Antioxidants in foods are important for our health and eating five to seven serves each day of fresh fruit and vegetables has been show to help protect against heart disease, cancers and other diseases.
Antioxidants
There is now good evidence from research that the antioxidant compounds we obtain from eating five to seven serves a day of fruit and vegetables can help protect us from heart disease and certain cancers.
What are antioxidants?
Antioxidants are naturally occurring chemicals in foods that help to counter the detrimental effects of oxygen free radicals, which form during normal metabolism and through external factors such as x-rays, ultra-violet radiation and pollution.
Oxygen free radicals have been implicated in the development of several diseases including cancer and heart disease, highlighting the need to consider antioxidant levels as part of preventative medicine.

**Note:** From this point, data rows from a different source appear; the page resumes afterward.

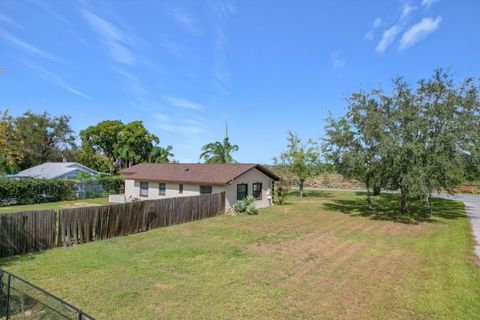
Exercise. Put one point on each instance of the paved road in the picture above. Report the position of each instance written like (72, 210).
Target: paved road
(472, 206)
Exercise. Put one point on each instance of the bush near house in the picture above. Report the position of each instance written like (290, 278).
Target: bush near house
(112, 184)
(31, 190)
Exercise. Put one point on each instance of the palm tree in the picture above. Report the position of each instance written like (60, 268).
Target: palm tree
(160, 155)
(218, 152)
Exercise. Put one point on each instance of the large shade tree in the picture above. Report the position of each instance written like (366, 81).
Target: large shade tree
(10, 144)
(161, 155)
(300, 160)
(45, 138)
(413, 140)
(129, 143)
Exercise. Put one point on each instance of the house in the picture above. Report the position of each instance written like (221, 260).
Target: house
(166, 180)
(55, 170)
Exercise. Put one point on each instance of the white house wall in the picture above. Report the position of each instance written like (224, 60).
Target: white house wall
(132, 189)
(250, 177)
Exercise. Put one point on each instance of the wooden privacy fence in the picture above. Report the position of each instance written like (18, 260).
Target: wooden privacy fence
(27, 231)
(80, 225)
(40, 230)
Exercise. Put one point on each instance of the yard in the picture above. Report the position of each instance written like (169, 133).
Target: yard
(55, 205)
(324, 256)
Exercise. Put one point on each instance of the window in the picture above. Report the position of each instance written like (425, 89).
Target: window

Where will I find antioxidants?
Most of the antioxidants we consume come from plants.
They include vitamins A, C and E, carotenoids such as beta-carotene, some minerals, phenolic compounds and other naturally occurring chemicals with antioxidant properties.
Antioxidants in fruits and vegetables can help guard against heart disease, cancers and the effects of radiation, pollution and ageing.
For example, the best sources of Vitamin E are vegetable oils, cereals - particularly in the germ of whole grains, nuts and seeds.
Tea is a rich source of antioxidants called flavonoids, and wine contains beneficial phenolic compounds.
It is also possible to purchase a range of antioxidant vitamin supplement tablets.
What are the benefits of antioxidants?
Recent research shows the risk of cancer and heart disease is considerably lower in people who consume 5-7 serves of antioxidant-rich fruit and vegetables.
This is supported by extensive studies which indicate that diets high in antioxidant rich foods, such as fruit and vegetables, offer significant protection against other age-related degenerative diseases.
What more do we need to know?
More research is needed to substantiate this further, and to establish the importance of non-nutrient antioxidants in the diet.
At present it appears that the wide mix of antioxidants obtained from whole plant foods work more effectively in the body that single supplements with pure antioxidants in tablet form although these may be of value in some circumstances.
Current research is evaluating the importance of lesser known antioxidants in plant foods as anti-cancer agents. Levels of intake of the known nutrient antioxidants needed to protect cells against naturally occurring and induced damage to genes, and the associated risks of cancer, also need to be established.